Bug #1935 | Full-text Search doesn't work with HTML-Entities | ||
---|---|---|---|
Submitted: | 24 Nov 2003 13:41 | Modified: | 25 Nov 2003 2:55 |
Reporter: | [ name withheld ] | Email Updates: | |
Status: | Not a Bug | Impact on me: | |
Category: | MySQL Server | Severity: | S3 (Non-critical) |
Version: | 4.0.15 | OS: | Linux (linux) |
Assigned to: | CPU Architecture: | Any |
[24 Nov 2003 13:41]
[ name withheld ]
[24 Nov 2003 14:42]
Alexander Keremidarski
Thank you for taking the time to write to us, but this is not a bug. Please double-check the documentation available at http://www.mysql.com/documentation/ and the instructions on how to report a bug at http://bugs.mysql.com/how-to-report.php As Manual explicitly mentions: "The MATCH() function performs a natural language search..." It is in TODO list to add: Support for "always-index words". They could be any strings the user wants to treat as words, examples are "C++", "AS/400", "TCP/IP", etc.
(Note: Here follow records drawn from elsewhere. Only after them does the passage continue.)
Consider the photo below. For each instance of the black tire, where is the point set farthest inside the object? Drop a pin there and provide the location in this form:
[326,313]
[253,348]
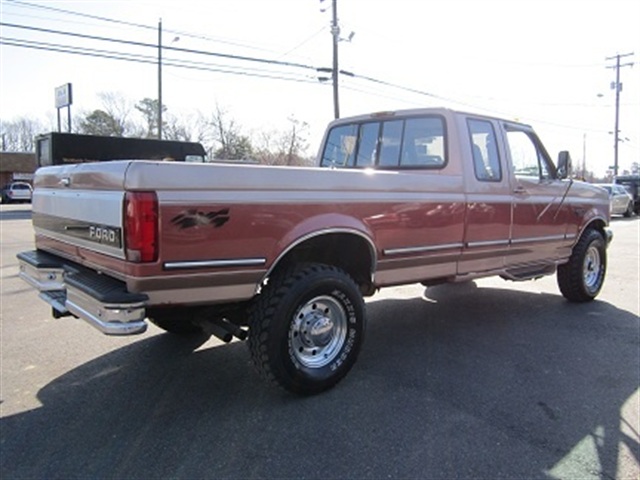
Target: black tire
[306,328]
[581,279]
[179,323]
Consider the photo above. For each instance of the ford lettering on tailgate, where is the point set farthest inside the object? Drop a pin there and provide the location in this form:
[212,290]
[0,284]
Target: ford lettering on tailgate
[93,232]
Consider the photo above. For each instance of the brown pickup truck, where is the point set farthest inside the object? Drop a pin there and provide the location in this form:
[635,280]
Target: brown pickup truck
[283,257]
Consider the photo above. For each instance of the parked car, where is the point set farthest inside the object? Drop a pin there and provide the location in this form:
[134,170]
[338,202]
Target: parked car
[632,184]
[16,192]
[621,200]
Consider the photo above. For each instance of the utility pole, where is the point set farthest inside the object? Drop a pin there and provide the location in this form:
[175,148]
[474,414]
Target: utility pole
[160,79]
[618,87]
[335,32]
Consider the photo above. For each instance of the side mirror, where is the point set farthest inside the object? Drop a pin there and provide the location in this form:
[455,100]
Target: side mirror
[564,165]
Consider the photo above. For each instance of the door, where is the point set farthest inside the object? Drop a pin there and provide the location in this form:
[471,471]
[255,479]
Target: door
[539,211]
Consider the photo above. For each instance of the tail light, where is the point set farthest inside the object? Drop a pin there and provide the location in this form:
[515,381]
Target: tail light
[141,226]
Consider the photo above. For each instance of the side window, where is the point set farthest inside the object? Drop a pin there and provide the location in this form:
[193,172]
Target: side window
[339,151]
[390,143]
[527,159]
[400,143]
[424,143]
[486,161]
[367,144]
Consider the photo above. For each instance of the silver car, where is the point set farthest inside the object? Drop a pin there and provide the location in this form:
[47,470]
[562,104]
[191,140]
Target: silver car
[16,192]
[621,200]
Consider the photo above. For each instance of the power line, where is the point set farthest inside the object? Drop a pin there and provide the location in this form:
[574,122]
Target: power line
[137,25]
[146,59]
[150,45]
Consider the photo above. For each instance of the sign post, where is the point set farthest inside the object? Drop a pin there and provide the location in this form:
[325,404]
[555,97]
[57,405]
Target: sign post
[64,99]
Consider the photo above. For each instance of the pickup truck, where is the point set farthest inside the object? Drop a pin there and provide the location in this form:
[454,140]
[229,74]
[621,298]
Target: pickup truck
[283,256]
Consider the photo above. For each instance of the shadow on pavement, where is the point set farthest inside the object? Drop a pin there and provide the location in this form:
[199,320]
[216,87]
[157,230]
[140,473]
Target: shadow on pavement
[465,382]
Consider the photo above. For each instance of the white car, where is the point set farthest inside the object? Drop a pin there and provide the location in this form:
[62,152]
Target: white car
[621,200]
[17,192]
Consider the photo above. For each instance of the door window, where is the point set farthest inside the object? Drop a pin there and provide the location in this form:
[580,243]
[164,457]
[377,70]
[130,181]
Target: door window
[526,157]
[486,161]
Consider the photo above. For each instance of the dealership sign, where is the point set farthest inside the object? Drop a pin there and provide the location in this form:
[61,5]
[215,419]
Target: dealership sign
[63,96]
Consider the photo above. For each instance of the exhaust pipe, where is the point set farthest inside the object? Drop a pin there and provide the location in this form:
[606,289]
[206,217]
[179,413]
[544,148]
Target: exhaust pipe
[223,329]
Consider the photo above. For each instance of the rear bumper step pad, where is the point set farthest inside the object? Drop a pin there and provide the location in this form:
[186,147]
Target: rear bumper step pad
[100,300]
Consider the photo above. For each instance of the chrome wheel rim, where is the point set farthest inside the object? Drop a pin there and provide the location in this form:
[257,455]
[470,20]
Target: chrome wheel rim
[318,331]
[591,268]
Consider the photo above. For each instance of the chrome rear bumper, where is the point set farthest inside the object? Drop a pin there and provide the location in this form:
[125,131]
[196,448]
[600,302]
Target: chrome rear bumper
[71,289]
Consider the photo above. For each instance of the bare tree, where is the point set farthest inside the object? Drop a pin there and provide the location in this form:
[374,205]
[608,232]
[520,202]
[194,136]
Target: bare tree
[283,147]
[231,143]
[19,135]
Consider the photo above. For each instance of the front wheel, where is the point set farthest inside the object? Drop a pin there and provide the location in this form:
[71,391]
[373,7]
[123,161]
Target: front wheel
[582,277]
[306,328]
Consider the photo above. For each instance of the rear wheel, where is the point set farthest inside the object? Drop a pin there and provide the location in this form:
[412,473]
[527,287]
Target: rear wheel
[306,328]
[582,277]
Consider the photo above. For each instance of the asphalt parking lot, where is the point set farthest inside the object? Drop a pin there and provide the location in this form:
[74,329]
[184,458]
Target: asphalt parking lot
[486,380]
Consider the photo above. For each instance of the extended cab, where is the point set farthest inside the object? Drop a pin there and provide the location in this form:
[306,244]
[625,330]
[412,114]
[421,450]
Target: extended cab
[284,255]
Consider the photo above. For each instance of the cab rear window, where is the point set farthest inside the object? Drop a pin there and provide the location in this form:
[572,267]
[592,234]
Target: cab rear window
[409,143]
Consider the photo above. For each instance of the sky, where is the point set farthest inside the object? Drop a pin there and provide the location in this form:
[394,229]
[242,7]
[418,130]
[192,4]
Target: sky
[542,62]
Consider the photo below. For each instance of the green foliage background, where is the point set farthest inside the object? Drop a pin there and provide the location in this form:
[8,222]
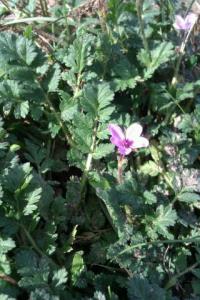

Make stopword list to depend of the language of the data.
[25 Nov 2003 2:55]
Sergei Golubchik
To clarify Alexander's reply a bit - the manual also says: MySQL uses a very simple parser to split text into words. A "word" is any sequence of characters consisting of letters, digits, `'', and `_'. Any "word" that is present in the stopword list or is just too short is ignored. And I do not agree that ; is commonly used as a part of the word. It is mainly not. And even in HTML it is NOT part of the word, but a part of the HTML entity. But we have in the todo a smart html-parser that properly recognizes HTML entities (and tags, btw).